I have outlined for you a series of events spanning the next two years which give New Zealand cumulatively the biggest opportunity to be noticed which it will have for some decades. And we are intent on making the most of it.

For a start, you will see some consistency about our branding. The black flag with the silver fern is not our national flag - yet - but you will see it as our brand across all of the events I have outlined including the Millennium activities.

The All Blacks, the Americas Cup winning yacht Black Magic, our cricketers the Black Caps, our world champion womens rugby players the Black Ferns, our Commonwealth and Olympic Games athletes, all uniquely use black and the silver fern.

It is also a brand which is used by many of our most successful exporters of agricultural products, manufactured goods, wine and information technology.

For New Zealanders the silver fern on the black background enshrines something special about both our history, and our confidence about our future;

a belief that our size and relative isolation are not a handicap, but rather an advantage,
that by being smaller, leaner, more competitive, we can foot it with much larger players with stronger asset bases.
We have adopted the "First to the Future" slogan as a deliberate positioning statement to encapsulate what we see as the essential kiwi spirit.

So for the next two years, you will see us looking to build a brand that already has some presence and some values.

The challenge for a small nation like New Zealand is to get noticed.
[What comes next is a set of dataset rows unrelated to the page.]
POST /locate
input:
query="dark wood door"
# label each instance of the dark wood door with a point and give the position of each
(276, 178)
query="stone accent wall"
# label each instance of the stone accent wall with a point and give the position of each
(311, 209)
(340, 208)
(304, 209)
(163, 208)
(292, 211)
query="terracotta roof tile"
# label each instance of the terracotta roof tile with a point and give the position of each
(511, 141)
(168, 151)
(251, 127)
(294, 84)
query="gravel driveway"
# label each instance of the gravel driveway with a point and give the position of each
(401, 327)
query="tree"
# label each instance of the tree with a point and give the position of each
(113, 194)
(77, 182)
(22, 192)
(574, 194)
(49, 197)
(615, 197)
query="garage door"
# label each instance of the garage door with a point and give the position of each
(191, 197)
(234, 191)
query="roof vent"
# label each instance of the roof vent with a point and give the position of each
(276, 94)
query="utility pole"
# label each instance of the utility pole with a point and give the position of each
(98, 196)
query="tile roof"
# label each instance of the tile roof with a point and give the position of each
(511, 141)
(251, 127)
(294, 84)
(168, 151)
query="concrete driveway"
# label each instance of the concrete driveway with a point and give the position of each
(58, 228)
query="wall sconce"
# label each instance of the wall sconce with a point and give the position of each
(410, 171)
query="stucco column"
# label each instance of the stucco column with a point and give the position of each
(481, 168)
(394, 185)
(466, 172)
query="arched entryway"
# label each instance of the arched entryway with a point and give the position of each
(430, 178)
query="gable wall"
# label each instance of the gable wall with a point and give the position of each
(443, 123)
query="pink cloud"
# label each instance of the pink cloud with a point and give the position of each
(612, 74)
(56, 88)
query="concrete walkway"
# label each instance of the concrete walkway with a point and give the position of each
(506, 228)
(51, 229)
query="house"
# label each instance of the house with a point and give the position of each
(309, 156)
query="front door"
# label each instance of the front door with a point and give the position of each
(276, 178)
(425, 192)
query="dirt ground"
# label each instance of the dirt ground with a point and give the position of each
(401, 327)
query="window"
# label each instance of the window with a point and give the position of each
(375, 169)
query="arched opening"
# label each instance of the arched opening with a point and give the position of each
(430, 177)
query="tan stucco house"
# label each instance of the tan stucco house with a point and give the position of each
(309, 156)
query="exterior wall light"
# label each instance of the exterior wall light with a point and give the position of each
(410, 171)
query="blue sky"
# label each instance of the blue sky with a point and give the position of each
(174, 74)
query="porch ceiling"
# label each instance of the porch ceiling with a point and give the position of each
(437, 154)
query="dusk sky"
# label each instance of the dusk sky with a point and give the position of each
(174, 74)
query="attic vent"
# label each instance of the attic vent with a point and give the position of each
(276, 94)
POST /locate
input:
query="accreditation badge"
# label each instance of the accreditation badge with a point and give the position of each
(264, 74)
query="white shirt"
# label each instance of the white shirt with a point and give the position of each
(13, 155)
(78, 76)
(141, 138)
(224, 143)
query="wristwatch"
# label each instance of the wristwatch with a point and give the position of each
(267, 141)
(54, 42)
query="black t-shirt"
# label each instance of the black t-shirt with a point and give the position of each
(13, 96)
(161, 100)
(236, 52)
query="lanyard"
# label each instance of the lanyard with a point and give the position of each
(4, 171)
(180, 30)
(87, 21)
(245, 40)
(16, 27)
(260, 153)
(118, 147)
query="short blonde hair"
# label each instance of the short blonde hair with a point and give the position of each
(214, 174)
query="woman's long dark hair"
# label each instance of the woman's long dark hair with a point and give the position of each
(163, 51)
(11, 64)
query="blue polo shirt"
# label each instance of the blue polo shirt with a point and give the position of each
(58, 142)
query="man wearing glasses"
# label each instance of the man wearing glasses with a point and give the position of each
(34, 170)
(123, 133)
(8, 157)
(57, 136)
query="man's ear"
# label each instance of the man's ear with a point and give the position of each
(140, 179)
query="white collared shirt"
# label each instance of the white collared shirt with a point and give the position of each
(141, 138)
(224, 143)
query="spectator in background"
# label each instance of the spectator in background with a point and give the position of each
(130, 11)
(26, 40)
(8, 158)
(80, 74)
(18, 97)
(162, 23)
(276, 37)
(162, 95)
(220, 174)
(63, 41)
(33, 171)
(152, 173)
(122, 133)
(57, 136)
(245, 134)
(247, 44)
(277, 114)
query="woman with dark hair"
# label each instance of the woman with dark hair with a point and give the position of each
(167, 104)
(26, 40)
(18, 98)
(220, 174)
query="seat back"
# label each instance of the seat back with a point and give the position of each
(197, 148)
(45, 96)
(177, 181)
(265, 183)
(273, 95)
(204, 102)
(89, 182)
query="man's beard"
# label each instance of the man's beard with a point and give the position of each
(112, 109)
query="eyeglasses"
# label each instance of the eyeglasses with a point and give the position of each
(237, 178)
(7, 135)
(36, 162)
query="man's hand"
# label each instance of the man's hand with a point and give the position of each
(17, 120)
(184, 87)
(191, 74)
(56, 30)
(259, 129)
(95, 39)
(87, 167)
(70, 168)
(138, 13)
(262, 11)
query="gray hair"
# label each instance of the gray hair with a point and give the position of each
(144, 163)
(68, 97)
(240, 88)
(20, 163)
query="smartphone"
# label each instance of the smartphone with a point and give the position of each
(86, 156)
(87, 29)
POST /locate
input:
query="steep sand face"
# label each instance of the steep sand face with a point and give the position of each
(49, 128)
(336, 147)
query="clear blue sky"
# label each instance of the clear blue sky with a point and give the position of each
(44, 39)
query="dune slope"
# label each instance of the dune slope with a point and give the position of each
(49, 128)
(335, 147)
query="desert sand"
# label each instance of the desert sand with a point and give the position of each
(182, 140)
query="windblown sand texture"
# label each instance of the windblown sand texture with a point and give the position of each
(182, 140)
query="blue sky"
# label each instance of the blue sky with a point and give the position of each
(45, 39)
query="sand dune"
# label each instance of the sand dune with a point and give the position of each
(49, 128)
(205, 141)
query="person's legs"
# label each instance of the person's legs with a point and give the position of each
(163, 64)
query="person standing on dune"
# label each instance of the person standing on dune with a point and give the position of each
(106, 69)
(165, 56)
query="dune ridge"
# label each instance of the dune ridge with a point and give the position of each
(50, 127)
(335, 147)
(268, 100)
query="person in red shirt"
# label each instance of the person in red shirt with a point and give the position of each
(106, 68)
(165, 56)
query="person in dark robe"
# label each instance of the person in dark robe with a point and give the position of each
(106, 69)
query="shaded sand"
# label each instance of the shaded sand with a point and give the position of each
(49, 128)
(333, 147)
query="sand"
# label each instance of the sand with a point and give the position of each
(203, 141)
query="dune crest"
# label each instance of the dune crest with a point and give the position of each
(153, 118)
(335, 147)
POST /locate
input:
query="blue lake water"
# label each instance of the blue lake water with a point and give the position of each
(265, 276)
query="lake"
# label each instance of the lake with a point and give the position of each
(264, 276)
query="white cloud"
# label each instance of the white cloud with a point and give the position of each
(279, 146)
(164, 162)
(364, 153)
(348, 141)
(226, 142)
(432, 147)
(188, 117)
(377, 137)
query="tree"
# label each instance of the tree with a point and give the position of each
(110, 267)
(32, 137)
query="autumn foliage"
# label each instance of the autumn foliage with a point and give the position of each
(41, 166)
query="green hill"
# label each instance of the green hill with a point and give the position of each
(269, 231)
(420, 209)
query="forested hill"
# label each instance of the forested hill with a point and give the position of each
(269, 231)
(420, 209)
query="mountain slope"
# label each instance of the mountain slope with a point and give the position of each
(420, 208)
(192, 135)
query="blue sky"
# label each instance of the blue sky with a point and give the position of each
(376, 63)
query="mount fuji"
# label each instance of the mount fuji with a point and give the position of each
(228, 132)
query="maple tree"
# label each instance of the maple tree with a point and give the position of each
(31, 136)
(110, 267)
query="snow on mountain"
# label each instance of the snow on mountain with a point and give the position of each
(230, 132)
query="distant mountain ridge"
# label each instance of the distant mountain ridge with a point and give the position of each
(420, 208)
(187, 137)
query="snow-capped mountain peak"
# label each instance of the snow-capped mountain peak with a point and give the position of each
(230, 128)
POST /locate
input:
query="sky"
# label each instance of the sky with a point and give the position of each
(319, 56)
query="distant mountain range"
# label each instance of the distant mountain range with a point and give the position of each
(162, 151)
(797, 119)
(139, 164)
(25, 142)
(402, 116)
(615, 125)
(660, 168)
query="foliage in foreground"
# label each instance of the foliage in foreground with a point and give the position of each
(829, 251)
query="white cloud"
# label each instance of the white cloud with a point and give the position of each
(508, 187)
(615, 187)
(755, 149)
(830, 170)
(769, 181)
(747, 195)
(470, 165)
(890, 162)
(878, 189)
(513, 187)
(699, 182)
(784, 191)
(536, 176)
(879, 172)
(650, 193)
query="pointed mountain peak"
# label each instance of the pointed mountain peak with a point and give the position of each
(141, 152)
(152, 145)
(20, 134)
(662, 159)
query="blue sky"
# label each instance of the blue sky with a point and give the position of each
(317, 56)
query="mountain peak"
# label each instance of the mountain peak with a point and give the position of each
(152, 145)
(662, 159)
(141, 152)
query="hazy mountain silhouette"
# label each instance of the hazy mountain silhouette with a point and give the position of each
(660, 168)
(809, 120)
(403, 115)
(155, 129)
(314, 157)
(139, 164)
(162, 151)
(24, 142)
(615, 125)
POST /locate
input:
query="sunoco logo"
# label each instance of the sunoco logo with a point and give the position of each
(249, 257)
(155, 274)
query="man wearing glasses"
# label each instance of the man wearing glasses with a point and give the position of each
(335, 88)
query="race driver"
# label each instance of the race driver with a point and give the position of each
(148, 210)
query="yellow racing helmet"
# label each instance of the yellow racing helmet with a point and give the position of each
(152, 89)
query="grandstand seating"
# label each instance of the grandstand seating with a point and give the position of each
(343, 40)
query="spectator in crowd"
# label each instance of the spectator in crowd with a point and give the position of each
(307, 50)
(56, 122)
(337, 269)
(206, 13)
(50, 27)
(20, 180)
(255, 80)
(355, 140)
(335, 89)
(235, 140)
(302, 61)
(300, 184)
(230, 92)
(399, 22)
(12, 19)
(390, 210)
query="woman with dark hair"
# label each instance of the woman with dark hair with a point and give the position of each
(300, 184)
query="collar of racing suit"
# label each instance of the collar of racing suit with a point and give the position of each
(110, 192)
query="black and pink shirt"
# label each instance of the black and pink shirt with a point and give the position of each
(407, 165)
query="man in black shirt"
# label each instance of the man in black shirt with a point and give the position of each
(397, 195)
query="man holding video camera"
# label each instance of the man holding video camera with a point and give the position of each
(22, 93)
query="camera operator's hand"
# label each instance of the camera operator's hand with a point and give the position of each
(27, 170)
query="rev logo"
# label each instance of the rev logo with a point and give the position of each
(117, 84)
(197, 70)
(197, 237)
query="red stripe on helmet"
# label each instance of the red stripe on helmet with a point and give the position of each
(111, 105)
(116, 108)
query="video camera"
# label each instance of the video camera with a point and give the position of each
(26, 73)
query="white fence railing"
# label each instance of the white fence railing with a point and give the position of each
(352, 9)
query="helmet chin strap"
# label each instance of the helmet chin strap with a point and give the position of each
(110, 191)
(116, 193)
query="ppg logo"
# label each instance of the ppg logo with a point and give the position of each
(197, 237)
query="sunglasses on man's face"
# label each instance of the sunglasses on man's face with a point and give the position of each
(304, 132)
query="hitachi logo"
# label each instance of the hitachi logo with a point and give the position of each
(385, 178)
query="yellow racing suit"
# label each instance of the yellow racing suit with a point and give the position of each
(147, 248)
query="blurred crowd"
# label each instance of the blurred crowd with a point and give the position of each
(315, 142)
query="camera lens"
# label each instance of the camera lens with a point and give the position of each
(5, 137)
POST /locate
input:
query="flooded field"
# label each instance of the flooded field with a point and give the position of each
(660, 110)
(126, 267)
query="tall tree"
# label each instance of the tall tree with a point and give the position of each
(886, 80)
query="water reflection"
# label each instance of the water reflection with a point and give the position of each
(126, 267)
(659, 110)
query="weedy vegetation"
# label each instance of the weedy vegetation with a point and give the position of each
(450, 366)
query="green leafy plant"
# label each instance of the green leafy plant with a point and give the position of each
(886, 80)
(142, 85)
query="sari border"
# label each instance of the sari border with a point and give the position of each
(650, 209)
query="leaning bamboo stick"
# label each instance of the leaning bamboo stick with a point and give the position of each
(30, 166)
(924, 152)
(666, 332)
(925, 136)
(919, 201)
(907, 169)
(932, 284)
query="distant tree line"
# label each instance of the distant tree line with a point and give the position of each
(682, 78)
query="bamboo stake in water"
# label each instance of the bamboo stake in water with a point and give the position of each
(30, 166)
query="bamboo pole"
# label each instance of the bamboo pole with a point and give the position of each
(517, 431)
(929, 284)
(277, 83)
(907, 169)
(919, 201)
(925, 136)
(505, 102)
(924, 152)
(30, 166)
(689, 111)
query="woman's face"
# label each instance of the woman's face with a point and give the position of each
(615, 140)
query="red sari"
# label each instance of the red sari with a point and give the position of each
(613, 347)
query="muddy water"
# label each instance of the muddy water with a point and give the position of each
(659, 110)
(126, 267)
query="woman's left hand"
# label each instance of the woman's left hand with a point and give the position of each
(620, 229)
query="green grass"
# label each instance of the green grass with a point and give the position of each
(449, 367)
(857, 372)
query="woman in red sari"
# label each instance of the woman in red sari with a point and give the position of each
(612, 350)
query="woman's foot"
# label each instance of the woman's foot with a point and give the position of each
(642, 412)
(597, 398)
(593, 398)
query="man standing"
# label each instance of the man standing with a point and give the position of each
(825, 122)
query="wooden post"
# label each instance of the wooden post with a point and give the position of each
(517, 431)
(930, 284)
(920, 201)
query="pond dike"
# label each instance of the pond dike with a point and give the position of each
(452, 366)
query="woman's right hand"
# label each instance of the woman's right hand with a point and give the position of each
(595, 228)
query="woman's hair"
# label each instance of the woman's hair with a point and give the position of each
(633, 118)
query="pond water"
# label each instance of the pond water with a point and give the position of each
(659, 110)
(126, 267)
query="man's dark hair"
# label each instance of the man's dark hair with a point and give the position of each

Let me illustrate this for you. To buy a 30 second spot during the final episode of the Seinfeld programme shown in the United States would cost $3.8 million New Zealand dollars. On that basis, the entire North American budget for the New Zealand Tourism Board for the year could have bought us 48.5 seconds.

Given the obvious limits to our ability to buy international media impact, you can see why I am so excited about the opportunities ahead. It was that distinguished New Zealander Rutherford who said "we do not have the money, so we have to think."

New Zealand has been doing a good deal of thinking and we have now, in effect, entered the action phase.

Finally, may I suggest to you that as we look forward to a period in which there will be so many reasons for people to travel to New Zealand and Australia, that we owe it to ourselves to make it as easy as possible for those who will visit both. There are still opportunities for us to work more closely together to reduce the paper work and improve the facilitation of those who enter one of our two countries through the other.

I have raised this issue with my Australian counterpart in our talks yesterday, and I believe that our officials should be able to deliver opportunities for us to make progress over the coming months.